Soziale Sicherheit ist Menschenrecht

Wir streiten für eine Gesellschaft, die jedem Menschen  ein  Leben in Freiheit und sozialer Sicherheit ermöglicht. Zu den Freiheitsgütern, die dies erst ermöglichen, gehören unverzichtbar  die sozial gleiche Teilhabe der Einzelnen an den Entscheidungen in der Gesellschaft, existenzsichernde, sinnvolle Arbeit, Bildung und Kultur, hochwertige Gesundheitsleistungen und soziale Sicherungen. Notwendig ist die Überwindung aller Eigentums- und Herrschaftsverhältnisse, ,,in denen der Mensch ein erniedrigtes, ein geknechtetes, ein verlassenes, ein verächtliches Wesen ist" (Karl Marx).
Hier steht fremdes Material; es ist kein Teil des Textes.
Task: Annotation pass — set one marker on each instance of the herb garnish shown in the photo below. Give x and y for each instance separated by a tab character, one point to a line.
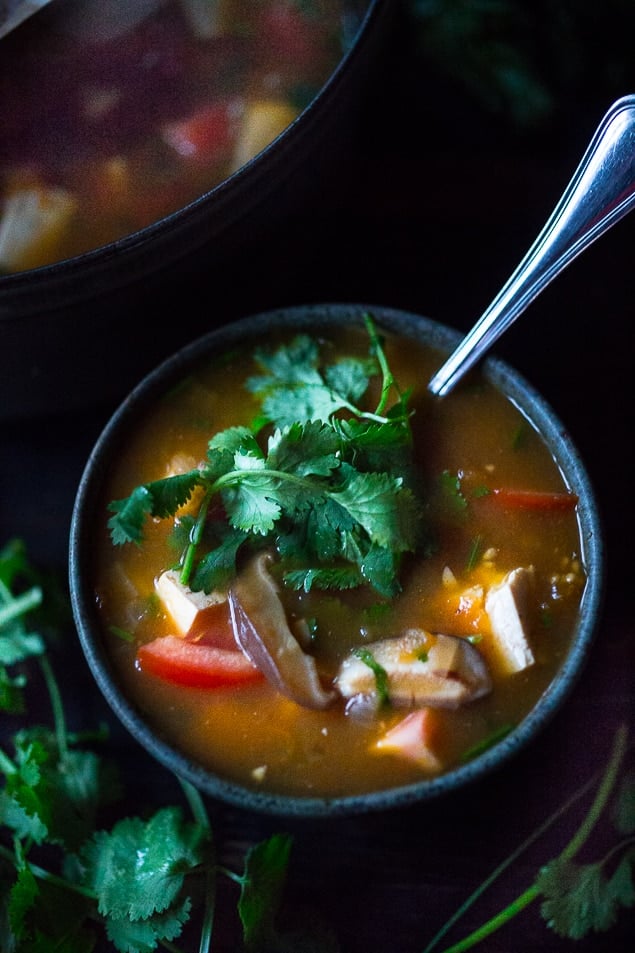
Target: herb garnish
64	882
328	489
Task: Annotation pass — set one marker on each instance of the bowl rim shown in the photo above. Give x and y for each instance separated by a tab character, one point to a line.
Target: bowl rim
246	180
315	317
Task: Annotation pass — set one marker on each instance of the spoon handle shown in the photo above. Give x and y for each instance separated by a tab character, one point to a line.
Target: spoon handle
600	193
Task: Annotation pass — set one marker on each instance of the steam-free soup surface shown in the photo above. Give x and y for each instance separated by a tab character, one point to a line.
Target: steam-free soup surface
117	114
493	502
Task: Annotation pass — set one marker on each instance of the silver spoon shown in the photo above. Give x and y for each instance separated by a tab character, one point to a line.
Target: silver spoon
600	193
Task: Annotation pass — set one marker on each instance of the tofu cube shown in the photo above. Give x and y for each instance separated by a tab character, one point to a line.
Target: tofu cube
187	608
507	606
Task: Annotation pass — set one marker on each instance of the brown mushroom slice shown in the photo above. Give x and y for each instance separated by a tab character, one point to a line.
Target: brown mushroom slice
442	671
262	631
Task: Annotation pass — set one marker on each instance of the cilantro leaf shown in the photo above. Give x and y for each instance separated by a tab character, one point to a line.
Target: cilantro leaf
137	869
143	936
159	498
309	449
380	504
579	898
325	490
323	577
261	889
624	818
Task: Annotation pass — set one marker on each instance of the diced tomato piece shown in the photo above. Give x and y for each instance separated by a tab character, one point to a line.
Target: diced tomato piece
207	136
536	499
195	664
414	738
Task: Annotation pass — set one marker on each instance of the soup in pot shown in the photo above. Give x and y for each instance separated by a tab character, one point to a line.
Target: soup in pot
115	115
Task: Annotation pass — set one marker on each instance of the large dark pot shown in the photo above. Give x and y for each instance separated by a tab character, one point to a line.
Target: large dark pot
81	331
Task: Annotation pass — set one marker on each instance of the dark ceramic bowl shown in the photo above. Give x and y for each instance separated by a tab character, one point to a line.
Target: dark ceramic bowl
75	333
240	334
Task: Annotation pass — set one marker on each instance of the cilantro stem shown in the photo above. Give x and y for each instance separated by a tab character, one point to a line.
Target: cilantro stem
196	536
388	381
51	878
571	849
534	836
200	814
19	605
6	764
55	696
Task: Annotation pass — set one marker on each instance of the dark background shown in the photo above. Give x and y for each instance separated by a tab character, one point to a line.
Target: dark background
452	168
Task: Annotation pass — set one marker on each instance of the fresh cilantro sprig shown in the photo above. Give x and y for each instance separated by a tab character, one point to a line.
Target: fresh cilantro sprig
576	899
330	488
64	880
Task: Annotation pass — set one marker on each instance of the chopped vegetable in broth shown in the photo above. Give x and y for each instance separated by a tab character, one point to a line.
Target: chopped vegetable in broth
116	115
318	580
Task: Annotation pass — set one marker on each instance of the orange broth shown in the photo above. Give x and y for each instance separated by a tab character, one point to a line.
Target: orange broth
113	122
256	736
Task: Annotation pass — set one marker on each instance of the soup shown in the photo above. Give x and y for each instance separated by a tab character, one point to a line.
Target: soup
116	115
361	587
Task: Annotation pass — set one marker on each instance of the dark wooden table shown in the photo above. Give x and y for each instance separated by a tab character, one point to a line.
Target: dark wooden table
432	207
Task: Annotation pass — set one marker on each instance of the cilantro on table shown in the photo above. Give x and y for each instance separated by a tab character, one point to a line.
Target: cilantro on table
319	478
68	884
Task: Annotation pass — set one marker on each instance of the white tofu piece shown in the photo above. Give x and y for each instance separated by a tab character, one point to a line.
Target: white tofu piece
187	608
507	605
421	669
Sozialabbau, Privatisierung, Massenarbeitslosigkeit, unsichere Beschäftigung, stagnierende und sinkende Einkommen haben die bisherigen Sozialsysteme in eine Krise geführt. DIE LINKE setzt sich ein für eine Erneuerung des Sozialstaats und der öffentlichen Dienstleistungen. Eigenständige soziale Sicherheit soll der Entfaltung der Persönlichkeit Rückhalt geben, soll alle Mitglieder der Gesellschaft vor den großen sozialen Risiken absichern, den Lebensstandard bei Erwerbsunfähigkeit oder Erwerbslosigkeit gewährleisten, Armut verhindern und die Gleichstellung der Geschlechter und die Vielfalt der Lebensweisen ermöglichen.
320.000 Menschen in Niedersachsen sind offiziell als erwerbslos gemeldet. Die Landesregierung hat nichts getan, um diesen Zustand zu ändern. Der gegenwärtige, hauptsächlich exportgestützte konjunkturelle Aufschwung hat nichts mit der Politik der Landesregierung zu tun. Er wird die Situation nicht grundlegend ändern. Fast eine Viertelmillion Menschen sind auf Hartz IV gesetzt – aber ihre Nöte kommen im Landtag nicht einmal zur Sprache.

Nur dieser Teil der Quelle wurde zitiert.